When A Backup Goes Bad

I’ve always preached the importance of backups, but one of the most frequently overlooked things in a backup workflow is the need to regularly test your backups. Remember, backups are just as prone to failure as your primary data source. Some would say backups are more prone to failure because they tend to be used less and backup drives can hang round longer and are recycled from system to system while primary drives are replaced.

I just had a situation recently where I found corruption in one of my backup drives. In my case, things were a little scary because just the week prior, I used that very same drive to migrate data to my new MacBook Air, which now has me questioning the integrity of the data on my Air.

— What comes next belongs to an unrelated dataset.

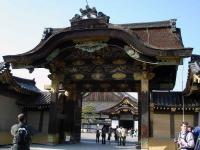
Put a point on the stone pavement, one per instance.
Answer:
(87, 143)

Here’s how my problem occurred: A couple of weeks ago I bought a new MacBook Air. Of course, before retiring my old (2010) Air I made several backups. One of those backups was a SuperDuper! clone to a Western Digital Portable hard drive which I connected to my new (2012) Air and transferred the user data over using Migration Assistant. Everything has been running fine for the past few weeks. I've been continuing with my normal backups. However, I intentionally held back that WD drive out of rotation for a while just incase I later found something I forgot to migrate.

Fast-forward to present and I decide I want to archive the data off the WD drive to a disk image on the Drobo for archival purposes so I can put the WD drive back into circulation. About 50% through the SuperDuper clone job the process failed with a bizarre “out of disk space” error. I checked and double checked and there was plenty of space on both the portable drive and my Drobo. Searching the Shirt-Pocket forums I found the developer explained this particular error was likely caused by underlying disk corruption and recommended running Disk Utility to repair the disk and try again. Sure enough, Disk Utility found corruption, but couldn’t repair it. Uh uo.

So far, I haven’t run into any problems other than on the backup drive itself and my primary drive tests clean. So why am I concerned?  If one more individual files are corrupted due to the bad disk, it may go undetected for months or even years until a specific file is needed. By that time, despite my redundant backups, I may have overwritten any remaining good copies of the data with corrupt versions.

I searched around the web for a utility for Mac that would test the integrity of individual files for corruption and I couldn’t come up with anything though there were plenty of utilities that would test the integrity of the drive. What I ended up doing was a multi-part process of manually copying sections of files from the corrupt drive and noting where failures occurred and then individually locating and removing those files. In the end, I identified 5 images in my iPhoto library that were damaged. Once removed, I was able to successfully complete the clone operation without error. I even ran the clone from scratch again a second time to verify it completed from start to finish. I then removed those same 5 files from my Air’s iPhoto library and re-imported the photos from known good backups.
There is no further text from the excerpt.